Так или иначе, один из преподанных Шолоховым уроков состоит в том, что зловещая политическая демагогия и нравственная невменяемость абсолютно несовместимы с художественным даром, даром Слова.

Письмо Л.К. Чуковской завершалось пророчески:

“Ваша позорная речь не будет забыта историей.

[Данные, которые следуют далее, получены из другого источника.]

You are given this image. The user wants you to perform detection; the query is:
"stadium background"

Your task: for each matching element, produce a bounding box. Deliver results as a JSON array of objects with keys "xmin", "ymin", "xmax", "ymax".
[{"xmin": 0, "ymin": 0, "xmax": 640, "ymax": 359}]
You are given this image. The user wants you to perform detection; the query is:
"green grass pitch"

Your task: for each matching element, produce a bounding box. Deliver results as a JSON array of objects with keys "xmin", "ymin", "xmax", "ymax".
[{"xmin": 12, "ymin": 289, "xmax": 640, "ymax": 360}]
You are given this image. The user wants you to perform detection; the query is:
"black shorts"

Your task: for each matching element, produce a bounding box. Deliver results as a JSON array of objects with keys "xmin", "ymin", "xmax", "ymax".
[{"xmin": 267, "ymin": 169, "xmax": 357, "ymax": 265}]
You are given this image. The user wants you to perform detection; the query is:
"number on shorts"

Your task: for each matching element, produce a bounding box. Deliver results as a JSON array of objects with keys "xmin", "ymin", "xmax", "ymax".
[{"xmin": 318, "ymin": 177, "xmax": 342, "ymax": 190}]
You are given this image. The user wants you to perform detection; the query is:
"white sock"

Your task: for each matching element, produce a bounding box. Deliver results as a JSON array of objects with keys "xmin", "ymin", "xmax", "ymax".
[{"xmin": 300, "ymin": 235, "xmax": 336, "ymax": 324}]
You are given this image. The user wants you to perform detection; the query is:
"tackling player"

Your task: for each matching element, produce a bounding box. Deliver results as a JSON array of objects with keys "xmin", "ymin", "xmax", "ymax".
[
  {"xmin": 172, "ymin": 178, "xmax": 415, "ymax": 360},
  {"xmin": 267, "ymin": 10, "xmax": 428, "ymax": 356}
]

А литература сама Вам отомстит за себя, как мстит она всем, кто отступает от налагаемого ею трудного долга. Она приговорит Вас к высшей мере наказания, существующей для художника, — к творческому бесплодию. И никакие почести, деньги, отечественные и международные премии не отвратят этот приговор от Вашей головы”4.

Так и случилось.

Шолохов ответил за Шолохова. И продолжает отвечать — всякий раз, когда к его книгам и судьбе прикасается новый читатель и сопоставляет одно с другим.

А Слово живёт своей собственной, независимой от автора жизнью.

“В дымной мгле суховея вставало над яром солнце. Лучи его серебрили густую седину на непокрытой голове Григория, скользили по бледному и страшному в своей неподвижности лицу. Словно пробудившись от тяжкого сна, он поднял голову и увидел над собой чёрное небо и ослепительно сияющий чёрный диск солнца”.

Это Слово бессмертно.

Примечания

1 Евтушенко Е. Фехтование с навозной кучей // Литературная газета. 20.01.1991. № 4 (5330). С. 9.

2 Достоевский Ф.М. Полное собр. соч.: В 30 т. Л.: Наука, 1981. Т. 22. С. 92.

3 Платонов А. Сокровенный человек // Платонов А. Живя главной жизнью. М.: Правда, 1989. С. 46.

4 См.: Цена метафоры, или Преступление и наказание Синявского и Даниэля. М.: Книга, 1989.